Era, pues, una inercia irrefrenable. Había que diseñar un antídoto efectivo, además de impulsar la necesaria y urgente democratización interna (el buen juez —dice el refrán— por su casa empieza). Así fue como el PRI inició su cambio y, con él, la posibilidad de conservar el control político de la nación.
Quizá hubo quienes no querían darse cuenta de su urgencia. Sin embargo, los tecnócratas ya encariñados con el poder dedicaron su tiempo y esfuerzo a elaborar prospectivas con base en el comportamiento social de este y fecundos países del orbe (si la globalización no enseña, cuando menos previene). E intuyo que de los resultados obtenidos nació la necesidad de vender otra imagen que permitiera al PRI ocupar el espacio donde se mueve la oposición.

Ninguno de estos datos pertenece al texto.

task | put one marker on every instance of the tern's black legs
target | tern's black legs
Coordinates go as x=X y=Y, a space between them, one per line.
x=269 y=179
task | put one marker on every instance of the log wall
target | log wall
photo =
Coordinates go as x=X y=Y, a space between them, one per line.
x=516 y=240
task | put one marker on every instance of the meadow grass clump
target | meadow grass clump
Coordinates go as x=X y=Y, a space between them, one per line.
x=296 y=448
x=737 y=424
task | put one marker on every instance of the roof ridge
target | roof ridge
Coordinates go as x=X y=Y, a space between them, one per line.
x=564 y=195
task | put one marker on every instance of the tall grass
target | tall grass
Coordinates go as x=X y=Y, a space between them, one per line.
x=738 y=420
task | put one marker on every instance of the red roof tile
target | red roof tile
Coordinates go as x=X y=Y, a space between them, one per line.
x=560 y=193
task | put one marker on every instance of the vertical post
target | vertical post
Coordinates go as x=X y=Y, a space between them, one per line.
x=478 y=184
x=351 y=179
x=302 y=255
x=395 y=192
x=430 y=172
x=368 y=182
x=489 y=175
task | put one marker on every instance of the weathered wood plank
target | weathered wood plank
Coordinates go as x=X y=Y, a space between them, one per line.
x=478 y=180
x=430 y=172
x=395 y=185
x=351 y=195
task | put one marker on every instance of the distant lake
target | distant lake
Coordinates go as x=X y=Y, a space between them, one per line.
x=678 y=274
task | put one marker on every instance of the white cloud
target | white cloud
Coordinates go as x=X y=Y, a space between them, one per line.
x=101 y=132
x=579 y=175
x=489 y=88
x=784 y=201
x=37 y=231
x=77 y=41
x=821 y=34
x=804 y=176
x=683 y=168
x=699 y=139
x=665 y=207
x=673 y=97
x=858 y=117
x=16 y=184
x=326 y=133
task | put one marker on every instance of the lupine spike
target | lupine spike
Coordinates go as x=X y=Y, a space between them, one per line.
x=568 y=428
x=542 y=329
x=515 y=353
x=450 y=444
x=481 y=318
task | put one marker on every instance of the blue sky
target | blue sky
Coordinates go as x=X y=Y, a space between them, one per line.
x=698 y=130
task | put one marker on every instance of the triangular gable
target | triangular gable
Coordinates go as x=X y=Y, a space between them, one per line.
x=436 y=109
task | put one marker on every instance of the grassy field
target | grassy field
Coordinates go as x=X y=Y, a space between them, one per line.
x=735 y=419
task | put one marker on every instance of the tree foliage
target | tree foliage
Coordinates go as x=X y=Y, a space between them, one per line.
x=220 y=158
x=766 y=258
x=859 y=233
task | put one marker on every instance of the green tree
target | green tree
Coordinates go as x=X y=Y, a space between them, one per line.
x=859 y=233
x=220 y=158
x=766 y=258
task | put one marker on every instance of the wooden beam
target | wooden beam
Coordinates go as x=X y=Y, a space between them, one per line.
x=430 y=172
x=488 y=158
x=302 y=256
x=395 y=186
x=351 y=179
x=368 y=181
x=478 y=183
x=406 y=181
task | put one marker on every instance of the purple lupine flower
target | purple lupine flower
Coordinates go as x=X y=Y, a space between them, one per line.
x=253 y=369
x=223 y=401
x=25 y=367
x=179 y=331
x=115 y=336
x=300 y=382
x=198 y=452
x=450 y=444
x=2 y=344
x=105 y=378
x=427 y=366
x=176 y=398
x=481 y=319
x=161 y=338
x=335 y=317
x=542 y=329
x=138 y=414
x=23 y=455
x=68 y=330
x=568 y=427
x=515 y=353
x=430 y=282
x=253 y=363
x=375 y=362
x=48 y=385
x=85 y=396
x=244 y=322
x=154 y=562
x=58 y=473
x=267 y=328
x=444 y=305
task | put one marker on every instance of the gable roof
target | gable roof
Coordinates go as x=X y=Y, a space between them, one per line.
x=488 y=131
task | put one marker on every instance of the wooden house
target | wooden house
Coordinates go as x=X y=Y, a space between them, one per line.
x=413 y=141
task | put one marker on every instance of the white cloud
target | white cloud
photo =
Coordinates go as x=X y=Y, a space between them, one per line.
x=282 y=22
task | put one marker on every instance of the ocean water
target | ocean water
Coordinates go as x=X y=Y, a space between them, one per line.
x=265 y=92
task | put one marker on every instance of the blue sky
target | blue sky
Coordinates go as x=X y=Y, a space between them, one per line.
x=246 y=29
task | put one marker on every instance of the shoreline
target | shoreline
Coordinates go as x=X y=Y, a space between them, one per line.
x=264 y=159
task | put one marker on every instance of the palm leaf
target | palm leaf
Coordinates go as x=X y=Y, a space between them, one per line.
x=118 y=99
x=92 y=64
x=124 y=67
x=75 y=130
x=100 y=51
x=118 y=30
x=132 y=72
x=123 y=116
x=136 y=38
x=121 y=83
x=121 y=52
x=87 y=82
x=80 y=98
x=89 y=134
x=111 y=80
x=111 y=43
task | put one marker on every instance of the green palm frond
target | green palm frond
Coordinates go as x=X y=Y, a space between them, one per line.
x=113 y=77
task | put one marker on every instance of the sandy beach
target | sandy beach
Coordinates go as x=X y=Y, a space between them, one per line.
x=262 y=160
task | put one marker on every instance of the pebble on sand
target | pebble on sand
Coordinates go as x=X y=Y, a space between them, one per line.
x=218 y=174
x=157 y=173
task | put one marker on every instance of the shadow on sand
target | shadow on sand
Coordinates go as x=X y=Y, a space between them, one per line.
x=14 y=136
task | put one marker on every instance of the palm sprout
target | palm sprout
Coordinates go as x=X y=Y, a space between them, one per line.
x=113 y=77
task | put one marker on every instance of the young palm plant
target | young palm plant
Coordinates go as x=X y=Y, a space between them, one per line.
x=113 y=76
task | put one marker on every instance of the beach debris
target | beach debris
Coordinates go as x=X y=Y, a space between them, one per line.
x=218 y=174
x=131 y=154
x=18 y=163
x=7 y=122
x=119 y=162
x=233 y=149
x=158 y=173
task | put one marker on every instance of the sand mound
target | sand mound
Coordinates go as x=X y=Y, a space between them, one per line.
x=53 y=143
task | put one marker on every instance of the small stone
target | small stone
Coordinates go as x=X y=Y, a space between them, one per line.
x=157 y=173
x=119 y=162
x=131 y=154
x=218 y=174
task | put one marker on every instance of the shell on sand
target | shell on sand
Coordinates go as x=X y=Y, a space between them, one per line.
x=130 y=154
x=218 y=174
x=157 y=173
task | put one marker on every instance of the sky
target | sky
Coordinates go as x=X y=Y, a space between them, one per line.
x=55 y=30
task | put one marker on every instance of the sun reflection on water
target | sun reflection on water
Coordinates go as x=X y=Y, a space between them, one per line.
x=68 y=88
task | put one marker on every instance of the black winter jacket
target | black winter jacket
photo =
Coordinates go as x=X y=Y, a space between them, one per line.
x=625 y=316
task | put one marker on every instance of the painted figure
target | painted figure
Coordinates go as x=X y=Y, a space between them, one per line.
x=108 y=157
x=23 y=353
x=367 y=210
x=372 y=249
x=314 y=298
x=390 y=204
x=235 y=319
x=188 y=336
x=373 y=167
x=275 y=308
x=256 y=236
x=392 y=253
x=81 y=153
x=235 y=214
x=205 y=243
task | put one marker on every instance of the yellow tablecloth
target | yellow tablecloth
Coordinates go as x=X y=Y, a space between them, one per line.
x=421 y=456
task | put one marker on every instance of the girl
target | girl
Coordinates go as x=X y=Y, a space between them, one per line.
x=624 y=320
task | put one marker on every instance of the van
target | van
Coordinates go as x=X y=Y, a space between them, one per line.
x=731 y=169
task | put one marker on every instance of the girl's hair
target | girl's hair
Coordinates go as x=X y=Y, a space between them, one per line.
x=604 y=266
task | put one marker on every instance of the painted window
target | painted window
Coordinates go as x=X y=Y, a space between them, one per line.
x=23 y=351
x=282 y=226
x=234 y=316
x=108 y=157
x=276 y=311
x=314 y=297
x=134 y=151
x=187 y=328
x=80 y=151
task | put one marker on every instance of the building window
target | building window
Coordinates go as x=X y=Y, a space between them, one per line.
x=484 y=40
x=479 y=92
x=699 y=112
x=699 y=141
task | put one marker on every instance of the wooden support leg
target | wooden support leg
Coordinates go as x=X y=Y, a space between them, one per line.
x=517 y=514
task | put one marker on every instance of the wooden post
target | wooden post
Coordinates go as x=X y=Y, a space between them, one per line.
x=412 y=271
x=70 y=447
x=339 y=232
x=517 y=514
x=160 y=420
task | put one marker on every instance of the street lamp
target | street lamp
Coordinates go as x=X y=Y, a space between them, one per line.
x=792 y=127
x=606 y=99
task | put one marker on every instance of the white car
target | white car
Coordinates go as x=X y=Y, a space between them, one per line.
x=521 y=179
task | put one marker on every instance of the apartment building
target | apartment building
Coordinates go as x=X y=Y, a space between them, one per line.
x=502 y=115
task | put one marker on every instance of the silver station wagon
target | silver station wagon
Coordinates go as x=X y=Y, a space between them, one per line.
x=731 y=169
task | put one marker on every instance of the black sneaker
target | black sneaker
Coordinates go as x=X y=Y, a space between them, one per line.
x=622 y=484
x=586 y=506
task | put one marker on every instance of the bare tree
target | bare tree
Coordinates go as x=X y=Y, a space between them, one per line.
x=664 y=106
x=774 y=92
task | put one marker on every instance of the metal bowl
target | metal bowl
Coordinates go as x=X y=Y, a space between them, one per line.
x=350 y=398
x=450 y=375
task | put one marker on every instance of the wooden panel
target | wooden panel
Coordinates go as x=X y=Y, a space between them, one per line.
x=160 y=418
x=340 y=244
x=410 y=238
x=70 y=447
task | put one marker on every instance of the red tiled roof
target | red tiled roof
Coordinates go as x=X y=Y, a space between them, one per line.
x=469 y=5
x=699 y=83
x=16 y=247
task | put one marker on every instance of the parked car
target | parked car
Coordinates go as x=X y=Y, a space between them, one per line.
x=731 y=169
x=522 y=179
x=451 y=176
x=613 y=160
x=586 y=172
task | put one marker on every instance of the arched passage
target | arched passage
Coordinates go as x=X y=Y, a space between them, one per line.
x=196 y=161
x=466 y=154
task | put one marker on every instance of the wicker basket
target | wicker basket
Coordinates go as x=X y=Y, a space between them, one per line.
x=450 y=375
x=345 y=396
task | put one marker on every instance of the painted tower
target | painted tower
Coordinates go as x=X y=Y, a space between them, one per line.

El presidente Ernesto Zedillo se cortó el dedo. Tres exgobernadores se apuntaron. “El brother” de las obscenas señales le entró al equilibrio del póker de ases. Y al partidazo no le quedó de otra más que abrir sus puertas a la modernidad política: cuatro precandidatos y toda la parafernalia se organizaron para quitarle las banderas a Vicente Fox y cerrar las puertas a Cuauhtémoc Cárdenas. Era el momento de aprovechar la magia de la comunicación, ahora convertida en una pócima o hechizo que se denomina “mercadotecnia política”.
Surgieron así cuatro promotores del voto priista. Uno de ellos, el tabasqueño, dedicado a jalar el voto de castigo que antes pertenecía al partido del sol azteca. El otro, el poblano, empeñado en tranquilizar a la clase política sobreviviente del Jurásico. Roque, entusiasmado de rescatar el prestigio de la ideología del PRI. Y Francisco Labastida, preparándose a cosechar lo bueno que sus congéneres dicen estar sembrando.
¿Quién ganará y acaso el que gane logrará triunfar en las elecciones constitucionales?